The formation of a transient arrestin–receptor complex prevents receptor down-regulation. In contrast to WT arrestin2, R169E mutant binds with high affinity to unphosphorylated b2AR* (A), thereby competing with GRK2 and inhibiting receptor phosphorylation (B). The expression of the R169E mutant in HEK cells at levels sufficiently high to out-compete GRKs and endogenous arrestins and to form complexes with unphosphorylated b2AR* prevents the loss of the receptor even after very long agonist exposure, in contrast to the overexpression of WT arrestin2 (C). However, concomitant overexpression of GRK2 (that ensures that the receptor is phosphorylated faster, so that both WT and R169E arrestins bind phosphorylated receptor) “rescues” receptor down-regulation (C). The R169E mutant facilitates receptor cycling in two ways. First, deactivation of P-b2AR (due to agonist loss in the endosome) does not dramatically reduce arrestin binding, whereas deactivation of unphosphorylated b2AR sharply reduces arrestin binding, so that upon internalization the mutant dissociates from the receptor faster.

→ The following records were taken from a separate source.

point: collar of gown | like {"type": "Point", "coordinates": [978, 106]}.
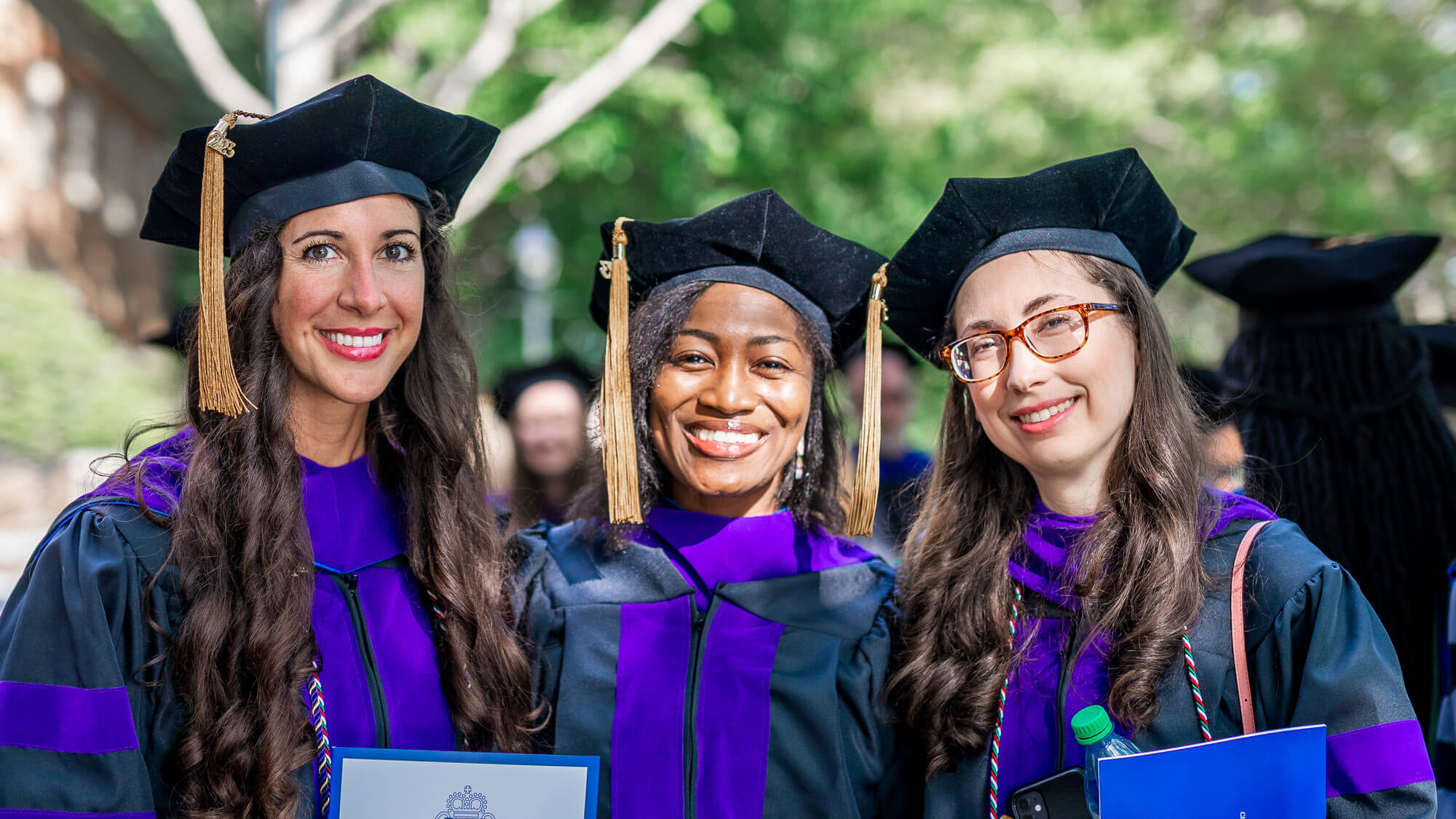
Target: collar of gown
{"type": "Point", "coordinates": [352, 521]}
{"type": "Point", "coordinates": [1048, 563]}
{"type": "Point", "coordinates": [740, 550]}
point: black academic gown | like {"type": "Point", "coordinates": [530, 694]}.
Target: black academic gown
{"type": "Point", "coordinates": [717, 698]}
{"type": "Point", "coordinates": [1317, 654]}
{"type": "Point", "coordinates": [103, 721]}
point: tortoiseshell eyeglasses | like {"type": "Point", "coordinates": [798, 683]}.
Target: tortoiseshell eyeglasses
{"type": "Point", "coordinates": [1049, 336]}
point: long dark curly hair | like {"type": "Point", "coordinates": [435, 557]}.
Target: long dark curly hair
{"type": "Point", "coordinates": [1141, 577]}
{"type": "Point", "coordinates": [815, 500]}
{"type": "Point", "coordinates": [245, 644]}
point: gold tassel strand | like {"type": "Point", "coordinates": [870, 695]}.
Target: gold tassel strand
{"type": "Point", "coordinates": [618, 433]}
{"type": "Point", "coordinates": [867, 472]}
{"type": "Point", "coordinates": [218, 384]}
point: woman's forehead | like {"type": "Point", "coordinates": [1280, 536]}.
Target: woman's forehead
{"type": "Point", "coordinates": [739, 312]}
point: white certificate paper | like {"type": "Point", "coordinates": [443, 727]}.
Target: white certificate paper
{"type": "Point", "coordinates": [378, 783]}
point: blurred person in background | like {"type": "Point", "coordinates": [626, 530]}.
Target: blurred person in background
{"type": "Point", "coordinates": [901, 467]}
{"type": "Point", "coordinates": [1222, 446]}
{"type": "Point", "coordinates": [1069, 551]}
{"type": "Point", "coordinates": [545, 408]}
{"type": "Point", "coordinates": [1342, 424]}
{"type": "Point", "coordinates": [311, 561]}
{"type": "Point", "coordinates": [726, 652]}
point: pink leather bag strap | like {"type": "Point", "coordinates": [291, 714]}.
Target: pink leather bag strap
{"type": "Point", "coordinates": [1241, 657]}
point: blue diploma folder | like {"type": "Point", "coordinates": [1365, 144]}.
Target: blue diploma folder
{"type": "Point", "coordinates": [1278, 774]}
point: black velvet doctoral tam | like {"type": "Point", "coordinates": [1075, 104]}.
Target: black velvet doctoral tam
{"type": "Point", "coordinates": [513, 384]}
{"type": "Point", "coordinates": [1104, 206]}
{"type": "Point", "coordinates": [1285, 276]}
{"type": "Point", "coordinates": [356, 141]}
{"type": "Point", "coordinates": [758, 241]}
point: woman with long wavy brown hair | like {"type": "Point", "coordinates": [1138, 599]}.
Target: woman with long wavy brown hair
{"type": "Point", "coordinates": [315, 564]}
{"type": "Point", "coordinates": [1069, 554]}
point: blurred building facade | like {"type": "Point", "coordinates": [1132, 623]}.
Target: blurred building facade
{"type": "Point", "coordinates": [87, 123]}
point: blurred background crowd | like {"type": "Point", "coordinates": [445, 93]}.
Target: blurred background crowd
{"type": "Point", "coordinates": [1330, 117]}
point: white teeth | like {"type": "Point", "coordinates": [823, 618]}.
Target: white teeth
{"type": "Point", "coordinates": [356, 340]}
{"type": "Point", "coordinates": [1043, 414]}
{"type": "Point", "coordinates": [721, 436]}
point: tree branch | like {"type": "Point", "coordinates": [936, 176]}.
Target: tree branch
{"type": "Point", "coordinates": [218, 76]}
{"type": "Point", "coordinates": [355, 17]}
{"type": "Point", "coordinates": [558, 108]}
{"type": "Point", "coordinates": [491, 49]}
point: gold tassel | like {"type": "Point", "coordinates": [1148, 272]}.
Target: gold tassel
{"type": "Point", "coordinates": [867, 472]}
{"type": "Point", "coordinates": [618, 432]}
{"type": "Point", "coordinates": [218, 382]}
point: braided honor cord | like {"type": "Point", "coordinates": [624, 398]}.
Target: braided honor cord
{"type": "Point", "coordinates": [324, 758]}
{"type": "Point", "coordinates": [1198, 694]}
{"type": "Point", "coordinates": [1001, 707]}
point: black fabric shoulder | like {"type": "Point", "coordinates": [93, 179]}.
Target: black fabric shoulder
{"type": "Point", "coordinates": [1283, 564]}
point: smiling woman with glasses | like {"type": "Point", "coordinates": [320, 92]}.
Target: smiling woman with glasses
{"type": "Point", "coordinates": [1069, 554]}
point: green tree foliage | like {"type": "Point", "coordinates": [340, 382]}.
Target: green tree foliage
{"type": "Point", "coordinates": [66, 381]}
{"type": "Point", "coordinates": [1315, 116]}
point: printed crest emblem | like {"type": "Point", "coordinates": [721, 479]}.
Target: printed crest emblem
{"type": "Point", "coordinates": [465, 804]}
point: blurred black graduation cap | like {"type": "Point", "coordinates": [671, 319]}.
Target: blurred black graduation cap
{"type": "Point", "coordinates": [756, 241]}
{"type": "Point", "coordinates": [1206, 388]}
{"type": "Point", "coordinates": [1441, 343]}
{"type": "Point", "coordinates": [1104, 206]}
{"type": "Point", "coordinates": [513, 384]}
{"type": "Point", "coordinates": [356, 141]}
{"type": "Point", "coordinates": [359, 139]}
{"type": "Point", "coordinates": [1314, 279]}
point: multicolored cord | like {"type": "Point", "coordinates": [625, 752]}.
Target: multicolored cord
{"type": "Point", "coordinates": [1001, 707]}
{"type": "Point", "coordinates": [1198, 692]}
{"type": "Point", "coordinates": [324, 758]}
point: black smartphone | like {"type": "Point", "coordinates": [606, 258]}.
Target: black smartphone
{"type": "Point", "coordinates": [1059, 796]}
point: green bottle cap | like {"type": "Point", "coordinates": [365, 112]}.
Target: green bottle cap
{"type": "Point", "coordinates": [1091, 724]}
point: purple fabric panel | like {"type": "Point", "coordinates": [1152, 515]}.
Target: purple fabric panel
{"type": "Point", "coordinates": [647, 724]}
{"type": "Point", "coordinates": [164, 471]}
{"type": "Point", "coordinates": [410, 673]}
{"type": "Point", "coordinates": [1377, 758]}
{"type": "Point", "coordinates": [352, 522]}
{"type": "Point", "coordinates": [1237, 507]}
{"type": "Point", "coordinates": [346, 689]}
{"type": "Point", "coordinates": [1030, 729]}
{"type": "Point", "coordinates": [24, 813]}
{"type": "Point", "coordinates": [740, 550]}
{"type": "Point", "coordinates": [733, 713]}
{"type": "Point", "coordinates": [72, 720]}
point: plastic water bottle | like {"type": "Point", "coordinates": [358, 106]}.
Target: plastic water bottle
{"type": "Point", "coordinates": [1094, 732]}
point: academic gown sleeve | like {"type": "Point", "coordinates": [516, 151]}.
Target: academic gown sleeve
{"type": "Point", "coordinates": [542, 624]}
{"type": "Point", "coordinates": [1326, 657]}
{"type": "Point", "coordinates": [84, 726]}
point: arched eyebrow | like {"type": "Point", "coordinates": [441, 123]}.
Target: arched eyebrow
{"type": "Point", "coordinates": [330, 234]}
{"type": "Point", "coordinates": [1032, 306]}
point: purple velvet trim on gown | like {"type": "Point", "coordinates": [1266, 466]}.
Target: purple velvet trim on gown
{"type": "Point", "coordinates": [1377, 758]}
{"type": "Point", "coordinates": [1048, 567]}
{"type": "Point", "coordinates": [732, 727]}
{"type": "Point", "coordinates": [352, 526]}
{"type": "Point", "coordinates": [66, 719]}
{"type": "Point", "coordinates": [647, 726]}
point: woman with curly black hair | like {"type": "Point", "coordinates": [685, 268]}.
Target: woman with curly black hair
{"type": "Point", "coordinates": [724, 653]}
{"type": "Point", "coordinates": [311, 561]}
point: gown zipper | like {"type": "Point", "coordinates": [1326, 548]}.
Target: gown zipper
{"type": "Point", "coordinates": [1064, 681]}
{"type": "Point", "coordinates": [701, 622]}
{"type": "Point", "coordinates": [350, 585]}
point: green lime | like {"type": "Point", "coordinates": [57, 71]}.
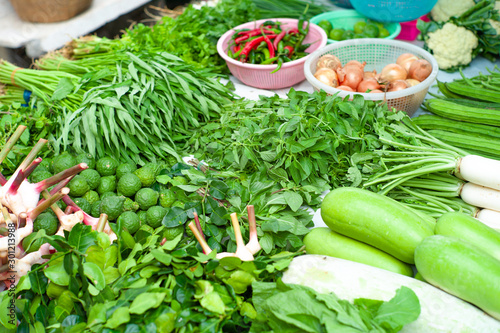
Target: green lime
{"type": "Point", "coordinates": [142, 216]}
{"type": "Point", "coordinates": [125, 168]}
{"type": "Point", "coordinates": [383, 33]}
{"type": "Point", "coordinates": [83, 204]}
{"type": "Point", "coordinates": [129, 184]}
{"type": "Point", "coordinates": [92, 176]}
{"type": "Point", "coordinates": [147, 175]}
{"type": "Point", "coordinates": [171, 233]}
{"type": "Point", "coordinates": [46, 221]}
{"type": "Point", "coordinates": [325, 25]}
{"type": "Point", "coordinates": [55, 290]}
{"type": "Point", "coordinates": [348, 34]}
{"type": "Point", "coordinates": [91, 197]}
{"type": "Point", "coordinates": [62, 162]}
{"type": "Point", "coordinates": [359, 27]}
{"type": "Point", "coordinates": [38, 176]}
{"type": "Point", "coordinates": [107, 184]}
{"type": "Point", "coordinates": [146, 197]}
{"type": "Point", "coordinates": [87, 159]}
{"type": "Point", "coordinates": [130, 205]}
{"type": "Point", "coordinates": [130, 221]}
{"type": "Point", "coordinates": [371, 30]}
{"type": "Point", "coordinates": [106, 166]}
{"type": "Point", "coordinates": [336, 34]}
{"type": "Point", "coordinates": [35, 246]}
{"type": "Point", "coordinates": [167, 198]}
{"type": "Point", "coordinates": [112, 206]}
{"type": "Point", "coordinates": [155, 215]}
{"type": "Point", "coordinates": [178, 203]}
{"type": "Point", "coordinates": [78, 186]}
{"type": "Point", "coordinates": [96, 209]}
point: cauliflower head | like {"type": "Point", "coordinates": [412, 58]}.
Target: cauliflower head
{"type": "Point", "coordinates": [444, 9]}
{"type": "Point", "coordinates": [452, 45]}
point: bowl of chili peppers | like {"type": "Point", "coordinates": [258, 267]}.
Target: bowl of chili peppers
{"type": "Point", "coordinates": [270, 53]}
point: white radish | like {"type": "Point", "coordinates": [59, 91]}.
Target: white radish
{"type": "Point", "coordinates": [440, 311]}
{"type": "Point", "coordinates": [481, 196]}
{"type": "Point", "coordinates": [479, 170]}
{"type": "Point", "coordinates": [489, 217]}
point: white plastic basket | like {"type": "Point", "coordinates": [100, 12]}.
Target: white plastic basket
{"type": "Point", "coordinates": [377, 53]}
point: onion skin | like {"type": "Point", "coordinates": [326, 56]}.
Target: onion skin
{"type": "Point", "coordinates": [328, 61]}
{"type": "Point", "coordinates": [350, 75]}
{"type": "Point", "coordinates": [346, 88]}
{"type": "Point", "coordinates": [397, 85]}
{"type": "Point", "coordinates": [420, 70]}
{"type": "Point", "coordinates": [405, 60]}
{"type": "Point", "coordinates": [368, 84]}
{"type": "Point", "coordinates": [392, 72]}
{"type": "Point", "coordinates": [412, 82]}
{"type": "Point", "coordinates": [327, 76]}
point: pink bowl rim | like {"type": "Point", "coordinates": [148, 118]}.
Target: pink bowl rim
{"type": "Point", "coordinates": [229, 34]}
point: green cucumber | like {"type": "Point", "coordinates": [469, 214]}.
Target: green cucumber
{"type": "Point", "coordinates": [376, 220]}
{"type": "Point", "coordinates": [327, 242]}
{"type": "Point", "coordinates": [461, 269]}
{"type": "Point", "coordinates": [467, 228]}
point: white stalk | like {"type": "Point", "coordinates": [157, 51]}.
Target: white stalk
{"type": "Point", "coordinates": [479, 170]}
{"type": "Point", "coordinates": [481, 196]}
{"type": "Point", "coordinates": [489, 217]}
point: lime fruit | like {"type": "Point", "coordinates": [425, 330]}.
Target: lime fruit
{"type": "Point", "coordinates": [129, 184]}
{"type": "Point", "coordinates": [107, 184]}
{"type": "Point", "coordinates": [86, 158]}
{"type": "Point", "coordinates": [154, 216]}
{"type": "Point", "coordinates": [146, 197]}
{"type": "Point", "coordinates": [92, 176]}
{"type": "Point", "coordinates": [171, 233]}
{"type": "Point", "coordinates": [125, 168]}
{"type": "Point", "coordinates": [83, 204]}
{"type": "Point", "coordinates": [78, 186]}
{"type": "Point", "coordinates": [63, 162]}
{"type": "Point", "coordinates": [96, 209]}
{"type": "Point", "coordinates": [46, 221]}
{"type": "Point", "coordinates": [91, 197]}
{"type": "Point", "coordinates": [106, 166]}
{"type": "Point", "coordinates": [167, 198]}
{"type": "Point", "coordinates": [38, 176]}
{"type": "Point", "coordinates": [130, 205]}
{"type": "Point", "coordinates": [130, 221]}
{"type": "Point", "coordinates": [112, 206]}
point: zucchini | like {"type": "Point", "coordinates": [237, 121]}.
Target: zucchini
{"type": "Point", "coordinates": [469, 229]}
{"type": "Point", "coordinates": [327, 242]}
{"type": "Point", "coordinates": [461, 269]}
{"type": "Point", "coordinates": [447, 109]}
{"type": "Point", "coordinates": [440, 311]}
{"type": "Point", "coordinates": [376, 220]}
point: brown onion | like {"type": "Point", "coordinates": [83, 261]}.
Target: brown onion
{"type": "Point", "coordinates": [328, 61]}
{"type": "Point", "coordinates": [397, 85]}
{"type": "Point", "coordinates": [392, 72]}
{"type": "Point", "coordinates": [368, 75]}
{"type": "Point", "coordinates": [350, 75]}
{"type": "Point", "coordinates": [346, 88]}
{"type": "Point", "coordinates": [405, 60]}
{"type": "Point", "coordinates": [420, 70]}
{"type": "Point", "coordinates": [412, 82]}
{"type": "Point", "coordinates": [368, 84]}
{"type": "Point", "coordinates": [327, 76]}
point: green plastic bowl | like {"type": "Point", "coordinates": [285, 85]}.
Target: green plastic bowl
{"type": "Point", "coordinates": [346, 18]}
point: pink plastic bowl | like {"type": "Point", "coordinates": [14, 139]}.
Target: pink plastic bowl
{"type": "Point", "coordinates": [260, 76]}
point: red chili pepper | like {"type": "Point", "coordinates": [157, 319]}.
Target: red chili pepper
{"type": "Point", "coordinates": [290, 50]}
{"type": "Point", "coordinates": [253, 43]}
{"type": "Point", "coordinates": [278, 38]}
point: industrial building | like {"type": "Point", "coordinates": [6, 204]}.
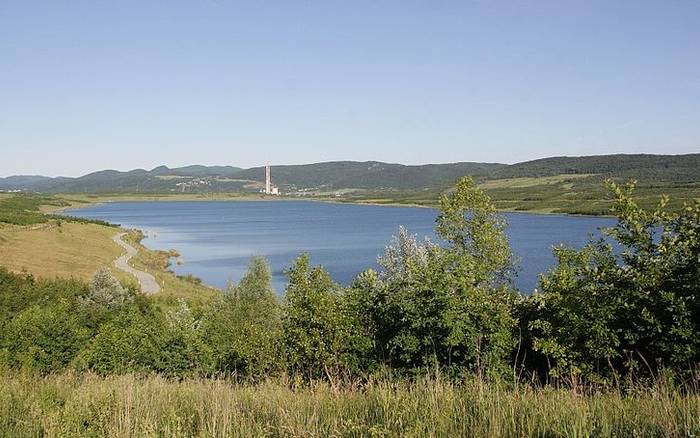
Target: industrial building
{"type": "Point", "coordinates": [270, 189]}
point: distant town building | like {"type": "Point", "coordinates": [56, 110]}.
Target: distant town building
{"type": "Point", "coordinates": [270, 189]}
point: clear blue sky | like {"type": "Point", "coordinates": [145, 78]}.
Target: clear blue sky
{"type": "Point", "coordinates": [88, 85]}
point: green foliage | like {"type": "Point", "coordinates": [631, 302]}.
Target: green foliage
{"type": "Point", "coordinates": [244, 328]}
{"type": "Point", "coordinates": [442, 306]}
{"type": "Point", "coordinates": [43, 338]}
{"type": "Point", "coordinates": [105, 291]}
{"type": "Point", "coordinates": [314, 327]}
{"type": "Point", "coordinates": [605, 312]}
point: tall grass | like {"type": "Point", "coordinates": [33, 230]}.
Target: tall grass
{"type": "Point", "coordinates": [126, 406]}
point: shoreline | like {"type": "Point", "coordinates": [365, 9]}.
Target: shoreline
{"type": "Point", "coordinates": [176, 198]}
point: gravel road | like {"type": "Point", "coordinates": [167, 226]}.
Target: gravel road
{"type": "Point", "coordinates": [148, 283]}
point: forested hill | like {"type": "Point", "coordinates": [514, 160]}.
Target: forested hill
{"type": "Point", "coordinates": [669, 168]}
{"type": "Point", "coordinates": [336, 176]}
{"type": "Point", "coordinates": [370, 174]}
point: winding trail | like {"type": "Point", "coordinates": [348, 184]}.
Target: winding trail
{"type": "Point", "coordinates": [148, 283]}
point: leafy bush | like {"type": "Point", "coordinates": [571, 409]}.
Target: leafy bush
{"type": "Point", "coordinates": [43, 338]}
{"type": "Point", "coordinates": [632, 307]}
{"type": "Point", "coordinates": [434, 306]}
{"type": "Point", "coordinates": [243, 328]}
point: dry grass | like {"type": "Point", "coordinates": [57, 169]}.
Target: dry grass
{"type": "Point", "coordinates": [79, 250]}
{"type": "Point", "coordinates": [128, 406]}
{"type": "Point", "coordinates": [530, 181]}
{"type": "Point", "coordinates": [67, 250]}
{"type": "Point", "coordinates": [172, 287]}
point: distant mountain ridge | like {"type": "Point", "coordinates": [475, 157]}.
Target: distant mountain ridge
{"type": "Point", "coordinates": [355, 175]}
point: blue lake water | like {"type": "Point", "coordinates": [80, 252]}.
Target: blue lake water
{"type": "Point", "coordinates": [217, 238]}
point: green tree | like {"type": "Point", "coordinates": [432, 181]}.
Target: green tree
{"type": "Point", "coordinates": [445, 306]}
{"type": "Point", "coordinates": [314, 324]}
{"type": "Point", "coordinates": [607, 310]}
{"type": "Point", "coordinates": [244, 328]}
{"type": "Point", "coordinates": [43, 338]}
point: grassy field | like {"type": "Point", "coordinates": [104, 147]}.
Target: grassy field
{"type": "Point", "coordinates": [50, 247]}
{"type": "Point", "coordinates": [561, 194]}
{"type": "Point", "coordinates": [172, 286]}
{"type": "Point", "coordinates": [67, 250]}
{"type": "Point", "coordinates": [128, 406]}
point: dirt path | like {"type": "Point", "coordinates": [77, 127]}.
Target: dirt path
{"type": "Point", "coordinates": [148, 283]}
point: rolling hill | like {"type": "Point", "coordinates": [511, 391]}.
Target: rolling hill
{"type": "Point", "coordinates": [557, 184]}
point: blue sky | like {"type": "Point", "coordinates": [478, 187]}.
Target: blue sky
{"type": "Point", "coordinates": [88, 85]}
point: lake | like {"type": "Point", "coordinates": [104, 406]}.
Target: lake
{"type": "Point", "coordinates": [217, 238]}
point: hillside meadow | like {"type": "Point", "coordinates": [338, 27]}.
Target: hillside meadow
{"type": "Point", "coordinates": [151, 406]}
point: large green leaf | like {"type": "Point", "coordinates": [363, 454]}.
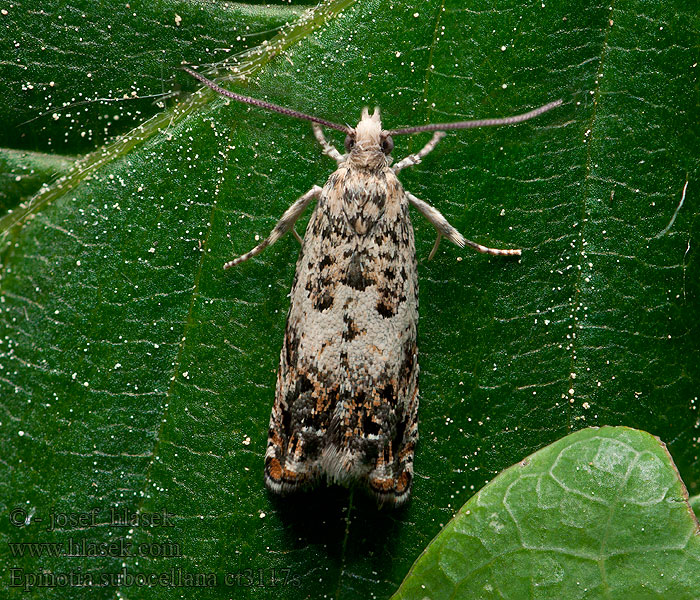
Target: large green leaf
{"type": "Point", "coordinates": [600, 513]}
{"type": "Point", "coordinates": [135, 373]}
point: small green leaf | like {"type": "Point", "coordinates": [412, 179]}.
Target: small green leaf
{"type": "Point", "coordinates": [600, 513]}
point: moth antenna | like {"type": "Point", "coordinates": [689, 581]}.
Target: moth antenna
{"type": "Point", "coordinates": [266, 105]}
{"type": "Point", "coordinates": [478, 123]}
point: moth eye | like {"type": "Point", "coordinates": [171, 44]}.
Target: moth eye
{"type": "Point", "coordinates": [387, 145]}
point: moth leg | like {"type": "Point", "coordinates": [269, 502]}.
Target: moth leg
{"type": "Point", "coordinates": [445, 229]}
{"type": "Point", "coordinates": [414, 159]}
{"type": "Point", "coordinates": [283, 226]}
{"type": "Point", "coordinates": [328, 148]}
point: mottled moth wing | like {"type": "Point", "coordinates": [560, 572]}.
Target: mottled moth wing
{"type": "Point", "coordinates": [347, 388]}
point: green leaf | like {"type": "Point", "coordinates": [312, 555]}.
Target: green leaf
{"type": "Point", "coordinates": [600, 513]}
{"type": "Point", "coordinates": [135, 373]}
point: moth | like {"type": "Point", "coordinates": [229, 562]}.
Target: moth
{"type": "Point", "coordinates": [346, 402]}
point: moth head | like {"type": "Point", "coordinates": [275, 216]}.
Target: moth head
{"type": "Point", "coordinates": [369, 136]}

Second, after the release of WT arrestin the emerging multi-phosphorylated receptor must be fully dephosphorylated before it can be recycled, whereas the dissociation of R169E immediately releases the unphosphorylated recycling-competent receptor. Thus, the decrease in stability of the arrestin–receptor complex facilitates receptor cycling, and rapid recycling, in its turn, prevents receptor down-regulation (Pan et al., 2003).

Fig. 17

Relative sizes of the receptor, arrestin, and its non-receptor-binding partners. Crystal structures of rhodopsin (Okada et al., 2004), arrestin (Hirsch et al., 1999) (shown from the “back”, that is, from the side that does not interact with receptors), the arrestin-binding N-terminal domain of clathrin heavy chain (ter Haar et al., 1998), the arrestin-binding appendage of β2-subunit of the AP-2 clathrin adaptor complex (Owen et al., 2000; Traub, 2003), ARF6 (Shiba et al., 2003), c-Src (Xu et al., 1997b), JNK3 (Xie et al., 1998), MEK1 (Ohren et al., 2004), Mdm2 (Grasberger et al., 2005), ERK2 (Canagarajah et al., 1997), the kinase domain of Raf (Wan et al., 2004), the catalytic domain of phosphodiesterase PDE4 (Huai et al., 2003), and the sec7 (exchange activity) domain of ARNO (Cherfils et al., 1998). The structures are shown to scale. The relative sizes of arrestin and its partners suggest that only a few of them can be bound to a single receptor-associated arrestin simultaneously.